For years, the sex trade was “their” problem, a heinous part of culture in poorer nations. But attention here to sex trafficking has slowly increased in recent years with the reauthorization of the Trafficking Victims Protection Reauthorization Act and other federal state laws.

Still, males remain a largely invisible population within the dialogue on sex trafficking.
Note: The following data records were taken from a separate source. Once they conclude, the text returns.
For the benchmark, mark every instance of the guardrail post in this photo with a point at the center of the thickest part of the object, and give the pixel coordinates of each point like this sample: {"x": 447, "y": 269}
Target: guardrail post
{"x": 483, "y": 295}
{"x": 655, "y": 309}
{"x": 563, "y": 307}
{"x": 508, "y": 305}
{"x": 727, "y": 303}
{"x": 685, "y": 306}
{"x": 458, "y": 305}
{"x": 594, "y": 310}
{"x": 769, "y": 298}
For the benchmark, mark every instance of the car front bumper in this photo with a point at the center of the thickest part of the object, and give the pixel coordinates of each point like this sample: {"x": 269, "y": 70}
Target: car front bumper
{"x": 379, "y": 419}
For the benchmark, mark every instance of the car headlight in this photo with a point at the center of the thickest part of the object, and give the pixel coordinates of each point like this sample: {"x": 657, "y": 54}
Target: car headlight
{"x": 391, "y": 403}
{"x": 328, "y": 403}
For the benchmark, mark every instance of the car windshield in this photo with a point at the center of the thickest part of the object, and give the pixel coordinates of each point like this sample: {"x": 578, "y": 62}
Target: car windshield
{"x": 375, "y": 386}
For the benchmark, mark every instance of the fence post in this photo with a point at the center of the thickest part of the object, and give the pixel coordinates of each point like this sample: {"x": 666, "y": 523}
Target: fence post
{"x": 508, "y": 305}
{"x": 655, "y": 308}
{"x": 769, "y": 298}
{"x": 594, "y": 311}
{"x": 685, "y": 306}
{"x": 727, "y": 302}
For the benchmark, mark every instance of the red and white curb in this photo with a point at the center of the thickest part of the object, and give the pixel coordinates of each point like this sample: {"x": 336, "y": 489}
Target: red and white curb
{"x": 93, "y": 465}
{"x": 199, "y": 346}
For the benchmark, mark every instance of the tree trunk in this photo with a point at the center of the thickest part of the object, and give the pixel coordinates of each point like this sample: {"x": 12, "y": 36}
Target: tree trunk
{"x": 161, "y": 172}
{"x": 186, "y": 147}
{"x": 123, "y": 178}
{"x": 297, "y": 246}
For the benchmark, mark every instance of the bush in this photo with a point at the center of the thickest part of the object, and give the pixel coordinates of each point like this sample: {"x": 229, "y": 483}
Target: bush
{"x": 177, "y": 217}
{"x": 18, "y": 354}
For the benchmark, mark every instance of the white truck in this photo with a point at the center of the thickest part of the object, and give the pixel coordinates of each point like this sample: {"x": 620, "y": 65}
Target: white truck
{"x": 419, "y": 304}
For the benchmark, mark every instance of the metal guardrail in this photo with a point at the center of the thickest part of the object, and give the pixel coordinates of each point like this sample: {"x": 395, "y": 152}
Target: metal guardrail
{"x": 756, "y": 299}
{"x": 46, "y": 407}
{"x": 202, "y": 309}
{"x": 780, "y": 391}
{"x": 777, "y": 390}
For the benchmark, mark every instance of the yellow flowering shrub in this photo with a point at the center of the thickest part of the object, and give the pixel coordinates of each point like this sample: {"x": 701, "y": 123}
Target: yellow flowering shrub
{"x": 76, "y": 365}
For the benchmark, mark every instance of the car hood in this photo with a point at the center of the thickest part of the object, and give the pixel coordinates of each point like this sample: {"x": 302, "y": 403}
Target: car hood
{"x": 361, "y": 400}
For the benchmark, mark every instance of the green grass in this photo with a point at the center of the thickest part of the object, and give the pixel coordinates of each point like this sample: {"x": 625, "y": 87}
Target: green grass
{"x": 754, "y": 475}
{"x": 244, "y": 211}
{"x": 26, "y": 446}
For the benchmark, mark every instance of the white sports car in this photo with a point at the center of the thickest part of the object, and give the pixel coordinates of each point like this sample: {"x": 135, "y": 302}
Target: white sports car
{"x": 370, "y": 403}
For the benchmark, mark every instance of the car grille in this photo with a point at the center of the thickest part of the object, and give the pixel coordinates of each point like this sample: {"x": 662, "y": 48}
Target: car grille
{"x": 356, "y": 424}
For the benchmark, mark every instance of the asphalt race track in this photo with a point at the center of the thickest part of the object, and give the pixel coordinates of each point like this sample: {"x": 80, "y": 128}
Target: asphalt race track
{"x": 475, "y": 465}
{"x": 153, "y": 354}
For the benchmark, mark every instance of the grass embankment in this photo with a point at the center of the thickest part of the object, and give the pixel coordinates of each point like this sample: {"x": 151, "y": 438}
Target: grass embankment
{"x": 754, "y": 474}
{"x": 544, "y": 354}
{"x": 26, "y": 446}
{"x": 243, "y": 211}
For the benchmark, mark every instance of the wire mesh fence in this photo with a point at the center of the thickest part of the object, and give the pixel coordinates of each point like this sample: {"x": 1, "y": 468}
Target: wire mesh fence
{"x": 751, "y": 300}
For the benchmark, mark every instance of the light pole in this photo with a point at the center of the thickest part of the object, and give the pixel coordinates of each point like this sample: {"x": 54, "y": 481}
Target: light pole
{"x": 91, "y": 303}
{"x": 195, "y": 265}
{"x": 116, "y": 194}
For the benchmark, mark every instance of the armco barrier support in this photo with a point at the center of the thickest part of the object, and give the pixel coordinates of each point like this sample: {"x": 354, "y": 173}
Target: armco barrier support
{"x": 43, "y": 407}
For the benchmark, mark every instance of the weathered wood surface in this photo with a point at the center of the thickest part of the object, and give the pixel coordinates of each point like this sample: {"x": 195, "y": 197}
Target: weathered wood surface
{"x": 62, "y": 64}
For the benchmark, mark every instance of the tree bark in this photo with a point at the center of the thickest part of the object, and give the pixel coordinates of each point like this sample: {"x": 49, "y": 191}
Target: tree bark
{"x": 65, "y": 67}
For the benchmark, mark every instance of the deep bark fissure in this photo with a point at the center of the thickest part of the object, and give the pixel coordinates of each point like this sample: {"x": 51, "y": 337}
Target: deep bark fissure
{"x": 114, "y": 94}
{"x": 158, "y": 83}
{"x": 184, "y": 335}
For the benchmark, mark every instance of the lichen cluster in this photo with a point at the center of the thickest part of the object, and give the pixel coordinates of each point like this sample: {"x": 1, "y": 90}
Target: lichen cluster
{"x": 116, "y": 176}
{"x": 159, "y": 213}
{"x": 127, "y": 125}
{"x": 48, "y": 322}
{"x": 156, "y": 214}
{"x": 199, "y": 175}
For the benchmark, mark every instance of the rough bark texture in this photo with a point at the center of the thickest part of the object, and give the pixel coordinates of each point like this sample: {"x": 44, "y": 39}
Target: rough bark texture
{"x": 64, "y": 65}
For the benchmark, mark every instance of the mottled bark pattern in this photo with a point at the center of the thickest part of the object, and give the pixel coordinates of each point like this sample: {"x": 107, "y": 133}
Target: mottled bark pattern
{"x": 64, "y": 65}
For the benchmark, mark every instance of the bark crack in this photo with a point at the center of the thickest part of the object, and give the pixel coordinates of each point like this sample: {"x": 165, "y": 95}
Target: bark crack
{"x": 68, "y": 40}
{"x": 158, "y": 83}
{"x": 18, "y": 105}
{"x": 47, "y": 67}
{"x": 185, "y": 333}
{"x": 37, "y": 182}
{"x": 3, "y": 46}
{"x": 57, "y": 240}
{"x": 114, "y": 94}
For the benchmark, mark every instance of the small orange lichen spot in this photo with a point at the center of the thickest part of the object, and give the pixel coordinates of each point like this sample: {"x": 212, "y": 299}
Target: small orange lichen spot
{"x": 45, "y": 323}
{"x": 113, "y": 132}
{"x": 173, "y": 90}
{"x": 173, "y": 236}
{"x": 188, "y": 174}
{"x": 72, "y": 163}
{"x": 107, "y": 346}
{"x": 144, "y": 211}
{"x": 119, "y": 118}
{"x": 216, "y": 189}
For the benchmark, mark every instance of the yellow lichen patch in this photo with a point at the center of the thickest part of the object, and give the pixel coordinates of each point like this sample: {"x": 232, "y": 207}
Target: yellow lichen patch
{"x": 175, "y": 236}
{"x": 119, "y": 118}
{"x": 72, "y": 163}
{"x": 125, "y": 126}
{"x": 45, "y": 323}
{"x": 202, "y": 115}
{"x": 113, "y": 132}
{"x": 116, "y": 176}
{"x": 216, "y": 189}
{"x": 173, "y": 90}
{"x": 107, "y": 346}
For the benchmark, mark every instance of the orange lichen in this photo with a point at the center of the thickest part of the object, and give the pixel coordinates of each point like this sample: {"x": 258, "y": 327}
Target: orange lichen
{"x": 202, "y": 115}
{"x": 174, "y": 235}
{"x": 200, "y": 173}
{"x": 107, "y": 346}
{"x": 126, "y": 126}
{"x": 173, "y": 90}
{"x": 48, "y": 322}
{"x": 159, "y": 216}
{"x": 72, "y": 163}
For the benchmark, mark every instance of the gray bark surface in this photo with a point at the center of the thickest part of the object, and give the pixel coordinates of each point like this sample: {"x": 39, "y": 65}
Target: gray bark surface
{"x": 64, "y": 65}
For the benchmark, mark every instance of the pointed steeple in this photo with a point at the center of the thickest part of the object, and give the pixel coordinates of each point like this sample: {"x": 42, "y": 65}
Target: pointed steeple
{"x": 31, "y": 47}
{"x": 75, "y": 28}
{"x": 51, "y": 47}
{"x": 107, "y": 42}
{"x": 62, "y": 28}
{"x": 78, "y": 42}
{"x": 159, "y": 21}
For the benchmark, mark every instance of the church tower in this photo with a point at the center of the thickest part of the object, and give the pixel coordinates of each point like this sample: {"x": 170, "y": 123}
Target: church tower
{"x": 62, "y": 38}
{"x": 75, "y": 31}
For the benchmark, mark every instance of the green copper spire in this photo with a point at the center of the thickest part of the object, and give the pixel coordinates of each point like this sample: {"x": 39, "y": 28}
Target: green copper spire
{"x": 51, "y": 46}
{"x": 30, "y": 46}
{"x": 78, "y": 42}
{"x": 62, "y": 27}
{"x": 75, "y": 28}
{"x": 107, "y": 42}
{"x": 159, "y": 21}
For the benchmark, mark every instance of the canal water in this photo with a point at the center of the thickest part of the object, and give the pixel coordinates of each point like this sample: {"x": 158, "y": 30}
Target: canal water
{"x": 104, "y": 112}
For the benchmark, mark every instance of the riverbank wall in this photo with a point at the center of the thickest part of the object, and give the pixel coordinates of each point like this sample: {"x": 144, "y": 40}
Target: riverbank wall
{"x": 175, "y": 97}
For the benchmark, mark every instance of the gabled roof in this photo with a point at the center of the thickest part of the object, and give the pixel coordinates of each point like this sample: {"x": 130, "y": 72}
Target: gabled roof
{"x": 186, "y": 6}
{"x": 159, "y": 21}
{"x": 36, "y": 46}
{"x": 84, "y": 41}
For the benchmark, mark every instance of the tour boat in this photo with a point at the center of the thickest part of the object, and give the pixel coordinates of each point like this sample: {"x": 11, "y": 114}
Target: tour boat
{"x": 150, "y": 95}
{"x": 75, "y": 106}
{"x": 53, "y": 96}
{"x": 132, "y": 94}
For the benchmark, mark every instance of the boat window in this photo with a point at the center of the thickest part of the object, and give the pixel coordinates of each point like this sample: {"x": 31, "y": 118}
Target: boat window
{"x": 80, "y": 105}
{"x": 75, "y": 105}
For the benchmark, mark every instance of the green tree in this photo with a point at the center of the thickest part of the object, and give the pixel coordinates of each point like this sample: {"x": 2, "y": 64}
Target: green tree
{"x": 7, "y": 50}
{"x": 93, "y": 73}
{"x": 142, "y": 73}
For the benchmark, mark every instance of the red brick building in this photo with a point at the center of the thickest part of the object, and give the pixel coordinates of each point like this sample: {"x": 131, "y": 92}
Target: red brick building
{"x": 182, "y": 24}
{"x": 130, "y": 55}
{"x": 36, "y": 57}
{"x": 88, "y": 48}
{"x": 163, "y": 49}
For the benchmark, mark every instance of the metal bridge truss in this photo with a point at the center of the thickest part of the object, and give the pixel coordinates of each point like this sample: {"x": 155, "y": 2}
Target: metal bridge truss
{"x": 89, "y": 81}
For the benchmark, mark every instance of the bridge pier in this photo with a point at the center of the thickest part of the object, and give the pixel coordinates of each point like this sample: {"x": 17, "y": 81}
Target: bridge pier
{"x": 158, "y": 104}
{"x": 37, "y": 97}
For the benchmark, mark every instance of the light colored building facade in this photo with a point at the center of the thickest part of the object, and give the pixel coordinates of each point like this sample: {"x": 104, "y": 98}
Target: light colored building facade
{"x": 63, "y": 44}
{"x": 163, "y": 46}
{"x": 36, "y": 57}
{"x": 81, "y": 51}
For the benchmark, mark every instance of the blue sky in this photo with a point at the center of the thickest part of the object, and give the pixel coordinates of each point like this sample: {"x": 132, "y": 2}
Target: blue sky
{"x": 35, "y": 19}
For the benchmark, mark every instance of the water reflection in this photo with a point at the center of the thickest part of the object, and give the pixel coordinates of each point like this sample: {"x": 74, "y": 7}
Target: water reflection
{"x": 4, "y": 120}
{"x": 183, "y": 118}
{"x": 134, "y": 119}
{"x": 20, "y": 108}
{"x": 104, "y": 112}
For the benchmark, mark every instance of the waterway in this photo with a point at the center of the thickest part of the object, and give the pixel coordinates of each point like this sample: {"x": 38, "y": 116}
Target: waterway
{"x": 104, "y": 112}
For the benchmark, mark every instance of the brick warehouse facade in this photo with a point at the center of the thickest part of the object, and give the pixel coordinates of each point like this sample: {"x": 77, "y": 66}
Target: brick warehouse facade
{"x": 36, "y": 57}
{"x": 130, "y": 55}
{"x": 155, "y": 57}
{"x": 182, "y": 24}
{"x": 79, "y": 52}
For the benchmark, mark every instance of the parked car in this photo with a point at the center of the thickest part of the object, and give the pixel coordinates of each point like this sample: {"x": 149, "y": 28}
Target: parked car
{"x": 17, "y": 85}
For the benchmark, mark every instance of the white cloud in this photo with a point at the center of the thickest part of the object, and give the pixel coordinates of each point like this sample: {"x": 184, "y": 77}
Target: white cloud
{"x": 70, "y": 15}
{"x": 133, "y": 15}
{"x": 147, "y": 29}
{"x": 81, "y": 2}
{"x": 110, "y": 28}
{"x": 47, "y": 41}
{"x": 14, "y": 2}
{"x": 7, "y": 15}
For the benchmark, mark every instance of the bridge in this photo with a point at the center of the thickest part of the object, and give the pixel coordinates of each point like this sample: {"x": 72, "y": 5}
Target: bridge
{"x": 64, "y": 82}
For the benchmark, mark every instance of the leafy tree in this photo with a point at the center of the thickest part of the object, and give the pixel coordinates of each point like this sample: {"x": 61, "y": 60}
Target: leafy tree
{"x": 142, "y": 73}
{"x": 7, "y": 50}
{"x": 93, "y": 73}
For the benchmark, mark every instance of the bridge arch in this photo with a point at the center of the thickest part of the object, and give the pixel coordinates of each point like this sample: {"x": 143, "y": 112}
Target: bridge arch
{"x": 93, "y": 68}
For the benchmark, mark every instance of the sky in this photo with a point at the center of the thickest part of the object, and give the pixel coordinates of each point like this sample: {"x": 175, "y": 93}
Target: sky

According to a 2008 study by the John Jay College of Criminal Justice, in fact, boys comprised about 50 percent of  sexually exploited children in a sample study done in New York, with most being domestic victims.

However, the percentage of male victims may be higher due to the underreported and subversive nature of the crime, said Summar Ghias, program specialist for the Chicago-based International Organization for Adolescents.

“We’re conditioned as a community to identify female victims more readily,” she said, “because that has been the more prominent focus of the anti-trafficking movement…

“When people think about male prostitution, they think of it as gay phenomena, that [the boys] are in control of what they’re doing,” Pricopio said. “They don’t see them as victims … It’s not an issue of sexual orientation, it’s an issue of right circumstances which bring you to exploitation or the vulnerability that brings you into being sexually exploited.”

Men and women are treated differently: we refuse to see men as victims, and have virtually no interest as a society in restoring them to decency. Some might suggest that it’s because men run things, and they naturally show less sympathy towards each other than they would women. But that’s beside the point – in a society that claims to strive to provide sustenance for the downtrodden, where do men fit in? Often, it seems like they don’t.